The U.S. Mint closed out sales of its two 2011 commemorative coin
programs at 5 p.m. Eastern Time Dec. 16, with preliminary totals
representing just fractions of the authorized mintages, and sales of
the Uncirculated gold half eagles at their lowest levels in a decade.
The three-coin United States Army coin program offered Proof and
Uncirculated versions of up to 100,000 gold $5 half eagles, 500,000
silver dollars and 750,000 copper-nickel clad half dollars.
The Medal of Honor coin program offered Proof and Uncirculated
versions of up to 100,000 half eagles and 500,000 silver dollars.
Sales figures for the two Uncirculated gold coins are the lowest
for a commemorative half eagle in a decade, since the 2001 Capitol
Visitor Center commemorative coin program (6,750 Uncirculated half
eagles were sold in that 2001 program).
Sales for both programs are preliminary, with final tallies still
to be reconciled.
U.S. Mint sales figures as of its Dec. 19 report show for the
United States Army Coin Program:
➤ Gold half eagle: 17,173 Proof, 8,062 Uncirculated.
➤ Silver dollar: 119,829 Proof, 43,517 Uncirculated.
➤ Copper-nickel clad half dollar: 68,349 Proof, 39,461 Uncirculated.
For the Medal of Honor program, sales contained on the U.S. Mint’s
Dec. 19 sales report show:
➤ Gold half eagle: 18,012 Proof, 8,251 Uncirculated.
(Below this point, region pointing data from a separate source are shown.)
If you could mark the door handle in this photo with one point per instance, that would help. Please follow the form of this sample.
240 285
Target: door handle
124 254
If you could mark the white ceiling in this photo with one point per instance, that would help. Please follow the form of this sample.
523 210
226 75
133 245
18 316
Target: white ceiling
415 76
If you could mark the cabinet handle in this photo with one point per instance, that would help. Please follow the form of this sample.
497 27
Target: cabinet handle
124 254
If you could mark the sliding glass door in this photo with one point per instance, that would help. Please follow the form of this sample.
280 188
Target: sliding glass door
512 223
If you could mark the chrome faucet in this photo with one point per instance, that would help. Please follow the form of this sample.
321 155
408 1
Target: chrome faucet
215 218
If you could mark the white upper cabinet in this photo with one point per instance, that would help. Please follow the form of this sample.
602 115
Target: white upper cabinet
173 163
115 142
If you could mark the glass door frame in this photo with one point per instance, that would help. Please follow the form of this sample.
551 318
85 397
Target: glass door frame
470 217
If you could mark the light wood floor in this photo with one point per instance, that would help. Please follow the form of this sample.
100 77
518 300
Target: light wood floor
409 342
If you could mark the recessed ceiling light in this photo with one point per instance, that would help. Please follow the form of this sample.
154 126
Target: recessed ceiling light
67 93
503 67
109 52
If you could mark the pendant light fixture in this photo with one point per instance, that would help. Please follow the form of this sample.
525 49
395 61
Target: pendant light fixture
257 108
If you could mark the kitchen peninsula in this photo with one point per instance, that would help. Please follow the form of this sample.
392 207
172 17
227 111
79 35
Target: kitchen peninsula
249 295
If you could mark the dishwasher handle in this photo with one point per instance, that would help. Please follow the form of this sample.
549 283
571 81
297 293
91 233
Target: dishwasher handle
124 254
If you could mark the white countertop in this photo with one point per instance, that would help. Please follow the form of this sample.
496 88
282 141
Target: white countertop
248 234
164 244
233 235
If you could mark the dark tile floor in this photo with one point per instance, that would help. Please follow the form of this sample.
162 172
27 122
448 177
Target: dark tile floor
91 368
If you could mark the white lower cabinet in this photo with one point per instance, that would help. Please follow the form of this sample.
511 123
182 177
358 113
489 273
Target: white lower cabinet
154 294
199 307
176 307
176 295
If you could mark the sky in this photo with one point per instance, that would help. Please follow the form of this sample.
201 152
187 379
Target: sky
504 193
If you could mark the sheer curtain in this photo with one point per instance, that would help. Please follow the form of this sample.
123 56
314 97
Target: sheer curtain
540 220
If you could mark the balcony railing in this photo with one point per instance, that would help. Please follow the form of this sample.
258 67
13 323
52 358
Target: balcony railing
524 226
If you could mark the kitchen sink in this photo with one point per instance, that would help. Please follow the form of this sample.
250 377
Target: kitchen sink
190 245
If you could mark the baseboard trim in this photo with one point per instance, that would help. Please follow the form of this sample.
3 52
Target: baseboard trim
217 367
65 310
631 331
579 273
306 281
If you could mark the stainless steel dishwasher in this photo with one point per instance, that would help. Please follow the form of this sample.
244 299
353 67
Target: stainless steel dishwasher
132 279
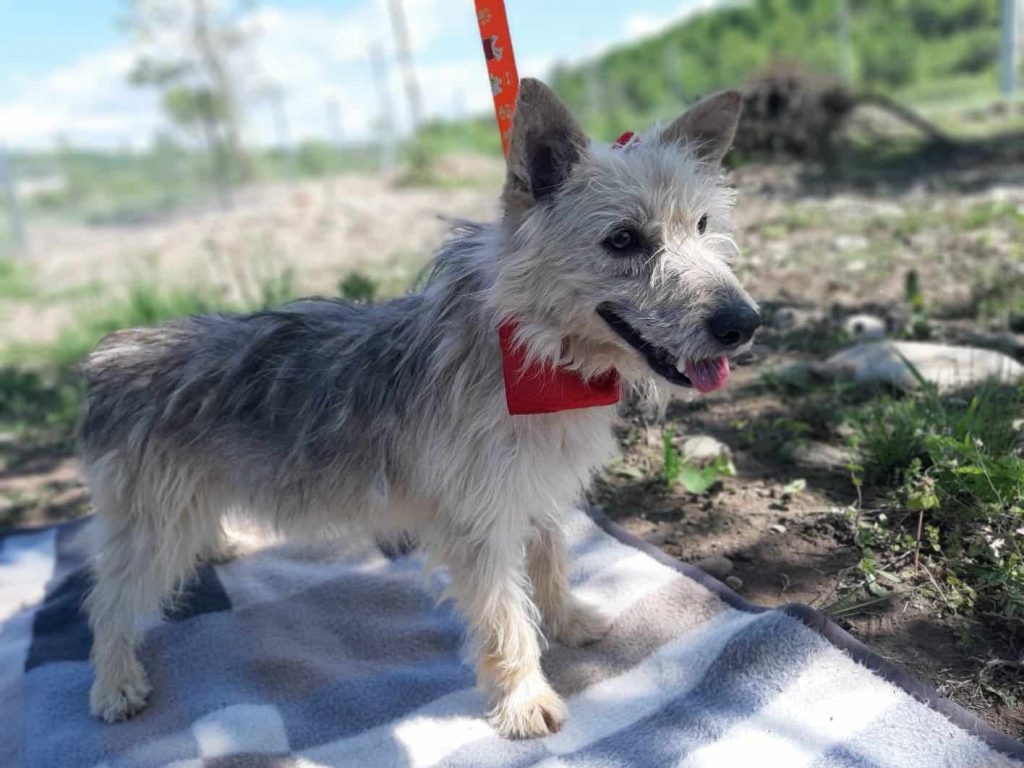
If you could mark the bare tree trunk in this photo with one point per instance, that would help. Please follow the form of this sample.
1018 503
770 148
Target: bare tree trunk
221 83
13 209
404 53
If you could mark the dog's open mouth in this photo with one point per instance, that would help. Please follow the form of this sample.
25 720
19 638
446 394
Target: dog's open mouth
705 376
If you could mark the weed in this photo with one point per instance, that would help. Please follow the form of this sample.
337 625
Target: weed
958 500
15 283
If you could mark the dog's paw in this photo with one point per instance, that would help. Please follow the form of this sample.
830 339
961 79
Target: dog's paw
221 553
119 700
584 624
530 711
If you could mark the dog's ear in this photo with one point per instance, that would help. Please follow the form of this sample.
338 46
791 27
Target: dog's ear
709 126
546 142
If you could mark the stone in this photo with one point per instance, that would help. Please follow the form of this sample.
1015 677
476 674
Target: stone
822 456
716 565
948 368
865 327
701 450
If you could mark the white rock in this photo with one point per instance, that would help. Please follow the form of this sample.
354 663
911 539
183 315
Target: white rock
702 450
865 327
851 242
715 565
949 368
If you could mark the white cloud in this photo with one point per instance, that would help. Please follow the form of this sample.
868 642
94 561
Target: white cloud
88 102
639 26
311 57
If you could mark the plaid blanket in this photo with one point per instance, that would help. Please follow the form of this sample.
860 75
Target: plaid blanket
293 657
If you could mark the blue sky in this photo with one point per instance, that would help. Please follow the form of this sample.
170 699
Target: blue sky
62 61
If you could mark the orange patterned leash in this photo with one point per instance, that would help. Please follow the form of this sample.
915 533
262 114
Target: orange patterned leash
501 64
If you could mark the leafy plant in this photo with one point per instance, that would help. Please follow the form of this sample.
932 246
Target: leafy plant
958 499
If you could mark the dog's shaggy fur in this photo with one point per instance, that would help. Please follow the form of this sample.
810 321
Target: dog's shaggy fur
323 416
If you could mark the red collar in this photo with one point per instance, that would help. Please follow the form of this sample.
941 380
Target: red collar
543 388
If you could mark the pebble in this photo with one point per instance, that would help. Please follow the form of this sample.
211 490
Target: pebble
716 565
702 450
865 327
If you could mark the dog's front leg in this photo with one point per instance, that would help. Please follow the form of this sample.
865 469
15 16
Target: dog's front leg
491 586
569 620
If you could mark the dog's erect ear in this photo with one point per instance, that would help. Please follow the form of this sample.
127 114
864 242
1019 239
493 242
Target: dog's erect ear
710 125
546 142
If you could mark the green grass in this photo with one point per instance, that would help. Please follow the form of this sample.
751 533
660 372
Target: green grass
15 281
955 464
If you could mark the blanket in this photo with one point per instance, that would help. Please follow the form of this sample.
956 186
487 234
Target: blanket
331 656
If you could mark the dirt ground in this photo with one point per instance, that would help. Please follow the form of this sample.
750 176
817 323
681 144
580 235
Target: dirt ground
817 248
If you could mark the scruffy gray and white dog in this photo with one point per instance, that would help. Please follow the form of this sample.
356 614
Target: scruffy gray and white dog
323 416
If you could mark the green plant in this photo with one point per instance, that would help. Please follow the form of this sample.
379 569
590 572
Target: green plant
957 473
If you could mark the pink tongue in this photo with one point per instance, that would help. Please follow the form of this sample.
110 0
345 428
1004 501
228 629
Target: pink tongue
707 376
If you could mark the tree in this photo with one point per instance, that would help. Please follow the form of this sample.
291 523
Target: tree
189 49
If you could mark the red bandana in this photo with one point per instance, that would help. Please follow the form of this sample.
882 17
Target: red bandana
543 388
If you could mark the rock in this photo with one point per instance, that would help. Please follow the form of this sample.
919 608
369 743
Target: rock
821 456
702 450
865 327
851 243
715 565
790 318
1007 341
658 536
949 368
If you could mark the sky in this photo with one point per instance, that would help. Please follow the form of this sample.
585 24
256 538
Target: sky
64 64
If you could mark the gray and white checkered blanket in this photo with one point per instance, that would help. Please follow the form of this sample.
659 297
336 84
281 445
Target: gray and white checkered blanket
292 657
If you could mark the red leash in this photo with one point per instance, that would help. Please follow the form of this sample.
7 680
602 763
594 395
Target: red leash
532 388
501 64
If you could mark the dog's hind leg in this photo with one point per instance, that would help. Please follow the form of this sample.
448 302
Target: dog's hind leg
143 555
569 620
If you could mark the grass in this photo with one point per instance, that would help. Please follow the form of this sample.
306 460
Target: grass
954 474
15 281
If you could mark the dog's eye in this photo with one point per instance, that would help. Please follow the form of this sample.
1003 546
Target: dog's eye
622 240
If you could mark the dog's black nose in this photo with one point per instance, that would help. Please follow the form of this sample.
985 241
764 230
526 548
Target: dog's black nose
734 325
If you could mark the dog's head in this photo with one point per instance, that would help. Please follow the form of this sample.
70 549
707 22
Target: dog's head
621 255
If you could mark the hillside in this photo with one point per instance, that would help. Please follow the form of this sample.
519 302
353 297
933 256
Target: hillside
914 48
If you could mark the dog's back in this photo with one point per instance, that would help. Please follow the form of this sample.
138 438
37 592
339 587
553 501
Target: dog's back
282 381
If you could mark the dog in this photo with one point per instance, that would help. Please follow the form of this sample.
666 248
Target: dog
325 417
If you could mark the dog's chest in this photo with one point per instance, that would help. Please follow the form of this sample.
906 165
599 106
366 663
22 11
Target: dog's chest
573 442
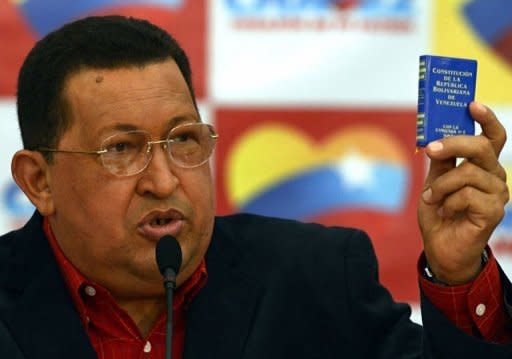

➤ Silver dollar: 112,850 Proof, 44,769 Uncirculated.
The selling price for each of the gold $5 half eagles for both
programs incorporated a $35 surcharge and a $10 surcharge for each
silver dollar. The half dollars for the U.S. Army program each carried
a $5 surcharge in the purchase prices.
Surcharges collected from the U.S. Army coin program, after the
Mint recoups all production costs, are to be paid to the Army
Historical Foundation to help finance the National Museum of the
United States Army at Fort Belvoir, Va.
The surcharges for the Medal of Honor program, after the Mint
recoups all production costs, are to be paid to the Congressional
Medal of Honor Foundation to help finance the educational, scholarship
and outreach programs of the Foundation. ■
Several minor errors in this article were corrected on Dec. 29.